The current theory of particle physics – called the Standard Model – renders excellent services when describing processes in the microcosm. The Model contains many gaps, however. It raises questions that a comprehensive theory of the building blocks and forces in the universe should actually answer. What exactly are the unknown dark matter and dark energy, which make up 96 percent of the universe? Why is there more matter than antimatter in the cosmos? What did the universe look like in the first second after the big bang? Are there more than three dimensions of space?

Thanks to the record energies provided by the LHC, physicists hope to be able to answer a whole range of these questions. Using the LHC's high-energy particle collisions, the researchers effectively recreate the conditions that prevailed in the universe tiny fractions of a second after the big bang. The LHC thus acts like a time machine that enables the physicists to look back billions of years into the past to the very beginning of our universe.

The discovery of the Higgs boson

Two years after the start of data taking, the LHC experiments reported a spectacular success: In 2012, they announced the discovery of the Higgs particle, which physicists had sought for nearly 50 years. In the 1960s, the Scottish physicist Peter Higgs and others proposed a theory that explains how elementary particles acquire their mass. According to what became known as the Higgs mechanism, the cosmos is permeated by a special field that operates in a manner similar to honey when a spoon moves through it: It offers the particles due resistance and thereby makes them “heavy”. With the sensational discovery of the associated Higgs boson, the LHC experiments confirmed that the Higgs mechanism does indeed adequately describe the process by which elementary particles acquire their mass. In the fall of 2013, the Belgian physicist François Englert and Peter Higgs were awarded the Nobel Prize in Physics for their prediction.

The LHC researchers are now striving to precisely determine the properties of the new particle. They aim to find out whether it is exactly the Higgs boson predicted by the Standard Model, or whether it might have other properties that could hint at “new physics” beyond the Standard Model.

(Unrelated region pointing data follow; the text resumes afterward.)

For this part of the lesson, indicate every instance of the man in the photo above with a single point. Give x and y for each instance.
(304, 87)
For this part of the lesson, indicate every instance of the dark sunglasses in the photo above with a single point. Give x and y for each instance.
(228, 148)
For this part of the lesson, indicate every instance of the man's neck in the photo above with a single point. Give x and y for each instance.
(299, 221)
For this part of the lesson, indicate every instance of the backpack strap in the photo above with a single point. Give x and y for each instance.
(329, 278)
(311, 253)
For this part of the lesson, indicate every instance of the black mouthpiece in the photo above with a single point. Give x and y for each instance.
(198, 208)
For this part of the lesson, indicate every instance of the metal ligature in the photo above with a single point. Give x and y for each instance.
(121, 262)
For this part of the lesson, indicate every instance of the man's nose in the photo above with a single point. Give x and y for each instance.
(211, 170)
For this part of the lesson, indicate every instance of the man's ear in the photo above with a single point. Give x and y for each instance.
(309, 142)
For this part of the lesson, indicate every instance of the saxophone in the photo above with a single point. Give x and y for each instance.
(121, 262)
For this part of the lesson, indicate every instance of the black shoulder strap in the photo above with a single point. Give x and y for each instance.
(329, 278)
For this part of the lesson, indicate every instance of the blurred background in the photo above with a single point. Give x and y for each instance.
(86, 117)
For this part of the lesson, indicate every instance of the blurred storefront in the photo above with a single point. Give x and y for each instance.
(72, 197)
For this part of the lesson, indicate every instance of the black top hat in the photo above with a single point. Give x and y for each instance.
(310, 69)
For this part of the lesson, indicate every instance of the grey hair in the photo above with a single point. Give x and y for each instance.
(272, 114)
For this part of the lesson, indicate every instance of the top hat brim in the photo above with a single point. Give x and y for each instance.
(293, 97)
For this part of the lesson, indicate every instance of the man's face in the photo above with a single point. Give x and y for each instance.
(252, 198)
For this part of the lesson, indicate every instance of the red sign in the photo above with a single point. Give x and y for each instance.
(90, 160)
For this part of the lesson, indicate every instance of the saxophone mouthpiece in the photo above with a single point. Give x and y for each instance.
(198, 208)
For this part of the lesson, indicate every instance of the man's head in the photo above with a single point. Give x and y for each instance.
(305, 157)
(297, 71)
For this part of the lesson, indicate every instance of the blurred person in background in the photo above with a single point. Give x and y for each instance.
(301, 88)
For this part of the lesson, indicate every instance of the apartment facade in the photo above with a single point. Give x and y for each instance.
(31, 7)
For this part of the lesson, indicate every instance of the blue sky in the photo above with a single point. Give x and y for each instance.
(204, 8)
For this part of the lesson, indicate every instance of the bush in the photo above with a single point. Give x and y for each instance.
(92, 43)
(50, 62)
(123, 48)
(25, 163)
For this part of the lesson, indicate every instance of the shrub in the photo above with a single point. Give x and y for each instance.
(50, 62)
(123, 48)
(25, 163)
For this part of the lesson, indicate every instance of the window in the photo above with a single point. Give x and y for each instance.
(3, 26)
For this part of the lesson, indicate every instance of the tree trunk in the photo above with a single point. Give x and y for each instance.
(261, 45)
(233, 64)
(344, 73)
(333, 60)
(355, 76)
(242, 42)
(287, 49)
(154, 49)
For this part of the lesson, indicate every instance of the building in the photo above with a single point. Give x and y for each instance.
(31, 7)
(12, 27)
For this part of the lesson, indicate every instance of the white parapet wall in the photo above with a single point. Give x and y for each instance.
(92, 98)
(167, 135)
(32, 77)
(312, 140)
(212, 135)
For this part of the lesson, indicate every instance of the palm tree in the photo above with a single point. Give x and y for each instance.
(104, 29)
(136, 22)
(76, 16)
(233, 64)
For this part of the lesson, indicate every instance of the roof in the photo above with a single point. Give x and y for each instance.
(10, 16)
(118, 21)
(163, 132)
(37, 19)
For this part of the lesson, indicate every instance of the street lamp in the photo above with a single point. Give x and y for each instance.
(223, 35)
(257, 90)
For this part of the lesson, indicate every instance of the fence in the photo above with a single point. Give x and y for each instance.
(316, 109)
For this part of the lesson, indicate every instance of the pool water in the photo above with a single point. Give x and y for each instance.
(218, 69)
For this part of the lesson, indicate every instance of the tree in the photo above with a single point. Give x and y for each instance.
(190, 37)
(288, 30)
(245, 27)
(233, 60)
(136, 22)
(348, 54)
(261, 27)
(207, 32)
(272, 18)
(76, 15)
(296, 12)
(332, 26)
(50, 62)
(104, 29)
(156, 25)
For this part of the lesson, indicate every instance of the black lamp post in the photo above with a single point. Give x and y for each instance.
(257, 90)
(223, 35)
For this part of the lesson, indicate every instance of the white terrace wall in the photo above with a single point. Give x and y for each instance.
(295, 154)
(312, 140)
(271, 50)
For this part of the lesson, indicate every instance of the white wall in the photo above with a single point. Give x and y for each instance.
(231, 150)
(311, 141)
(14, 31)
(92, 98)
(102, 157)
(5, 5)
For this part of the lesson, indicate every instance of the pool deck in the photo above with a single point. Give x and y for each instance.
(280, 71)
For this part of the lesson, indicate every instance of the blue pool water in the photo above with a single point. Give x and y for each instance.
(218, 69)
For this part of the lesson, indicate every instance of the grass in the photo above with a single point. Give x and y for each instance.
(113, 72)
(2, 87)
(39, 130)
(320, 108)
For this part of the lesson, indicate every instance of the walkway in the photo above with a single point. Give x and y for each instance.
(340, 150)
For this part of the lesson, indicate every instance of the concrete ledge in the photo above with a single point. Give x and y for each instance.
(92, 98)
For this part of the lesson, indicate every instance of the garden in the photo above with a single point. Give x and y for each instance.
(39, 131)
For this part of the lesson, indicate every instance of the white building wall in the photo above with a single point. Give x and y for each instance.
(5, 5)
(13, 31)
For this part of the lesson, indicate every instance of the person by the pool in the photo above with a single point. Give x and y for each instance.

From SUSY particles to extra dimensions

The largest scientific machine in the world could also detect entirely different, so far merely speculative phenomena. One fascinating result would be the discovery of supersymmetric, or SUSY, particles. These could play a major role in the universe, as they could possibly explain what the mysterious dark matter in the universe is made of, which holds the galaxies together like invisible glue by virtue of its gravity. The LHC might also provide evidence that our world has more to offer than three dimensions of space and one of time. The cosmos could instead have significantly more dimensions. These would be so well hidden, however, that a superaccelerator like the LHC is required to even detect signs of their existence.